El Obeid also serves as a stop-off point for journeys further south. At a different bus station to the one for Khartoum - on the southern outskirts of the city and you'll need a bus from the main souk to get there - you'll find buses and trucks heading south to Kadugli, Dilling, Darfur and even Wau.
Which of these you can get to depends on the current political situation of course. You head south from the city along a good tarmac road, which abruptly ends and then it's very bumpy cross-country from here.
There are none of the first class buses round here - they're slow, cramped and uncomfortable, with people hanging on the sides and regular stops to dig the wheels out of the sand. The trucks are even cheaper and you find yourself a 'seat' on top of whatever goods they're carrying and hang on under the burning sun.
For a taste of what you can see further south try my Dilling page.
Buses to El Obeid leave Khartoum from Souk Shaabi in the south of the city. All standards of buses are available and leave fairly frequently throughout the morning. First class buses cost about $13 and take about 7 or 8 hours on one of the country's best roads. Lower class buses are obviously a lot lot cheaper and a bit slower.
You'll arrive in El Obeid at the northern bus station from where it's a short (5 minute) walk south to the souk and the town centre and accomodation. Many people will offer you a lift when you get off the bus - they'll suggest it's for free (more believable than it sounds if you know Sudan!) but then demand outrageous amounts for a very short journey.
If you're coming by private transport, head south from Khartoum through White Nile state and turn west after Kosti. The roads are good and it's signposted.
As you descend from the bus at the central bus station, several drivers will grab your arms and steer you towards their vehicles. As a new arrival, unsure of the city layout, we accepted a ride in a taxi, and the driver promised to take us to a hotel. "Very far, too far to walk" he exclaimed, and stupidly we semi-believed him. The price he wanted was just plain absurd...10,000 pounds...I got him down to 5000, but even that seemed too much for a ride in any city. We drove out of the bus station, right past the unfortunately mis-spelt "Cum Arabic Factory" (I only hope they meant "Gum"!!!), and one minute later, pulled up beside a hotel. We could have walked it in under three minutes! If you're in a similar situation, march purposefully out of the bus station, turn left then right and you're practically in the city centre.
From Khartoum, several buses a day go directly to El Obeid, taking about six hours. The buses go via Kosti, so that is a convenient place to stop if you leave late afternoon and don't want to arrive in the dark. Buses stop at the most amazing service station in Sudan, waiter service, spotless loos, great-smelling food, but make sure you find out from your bus driver if food will be served on the bus...travelling on Ibrahimi Express (one of the most expensive), we assumed wrongly that ours did serve food, and ended up very hungry and miffed.
Heading south to Kadugli and Dilling, there is a special bus station south of the city (can't remember its name, but just tell a tea-lady where you are going and she'll set you right) where ageing haflas and lorries wait to be filled with passengers.
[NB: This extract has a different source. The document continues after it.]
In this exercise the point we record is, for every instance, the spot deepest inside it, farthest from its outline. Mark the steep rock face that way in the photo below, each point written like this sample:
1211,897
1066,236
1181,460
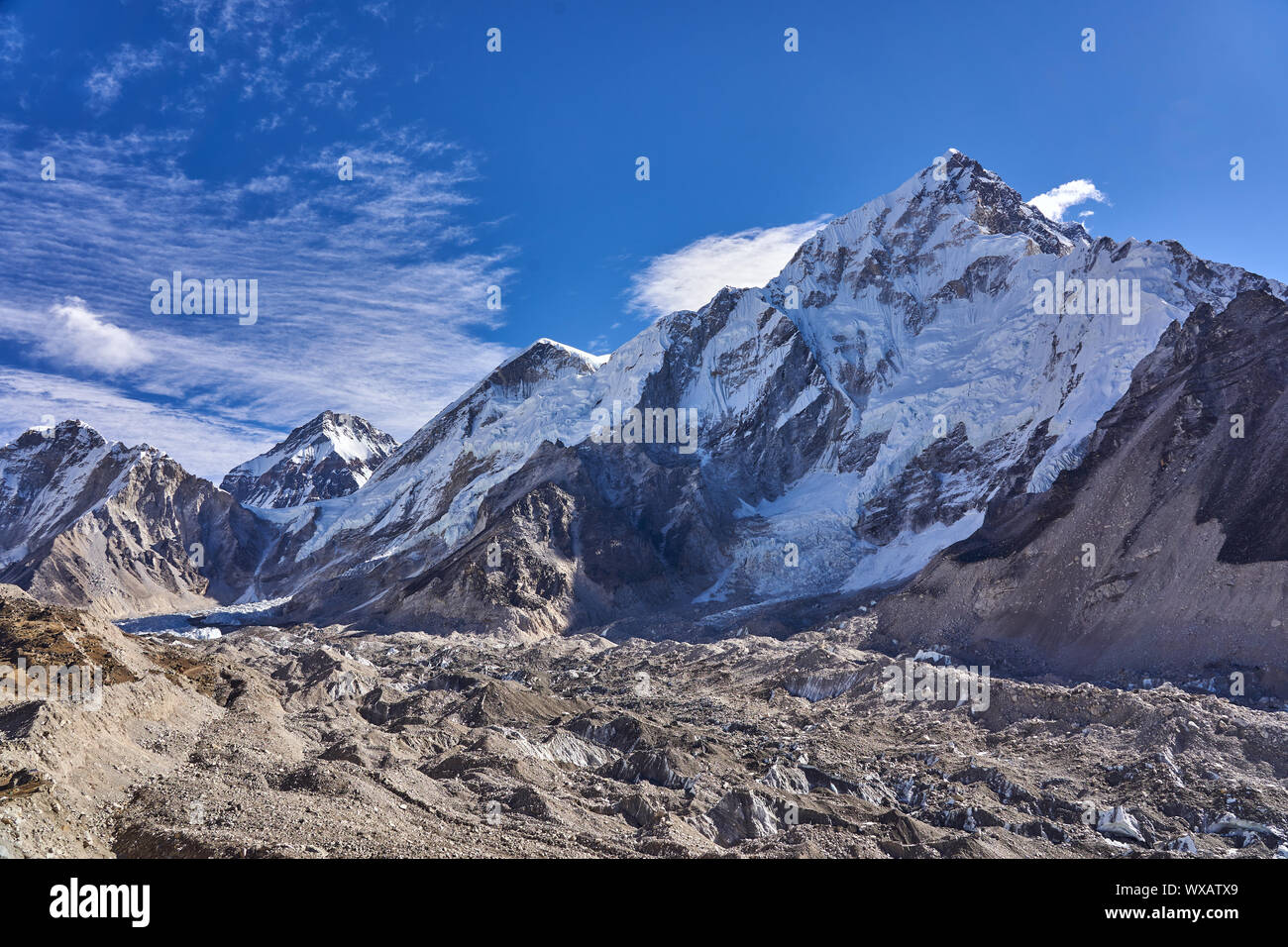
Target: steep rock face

Don't bother getting there too early...we arrived at 7am, only to wait for four hours for enough passengers. The trip to Kadugli is a long and bumpy 8 hours, so you might want to break the journey at Dilling, roughly halfway. El Obeid is also the jumping off point for Nyala and points west...this area is a wee bit unstable at the mo, but if you are determined to go, Land Rovers leave from another bus station...you will be accosted by drivers as soon as you arrive in El Obeid, so it is easy to find.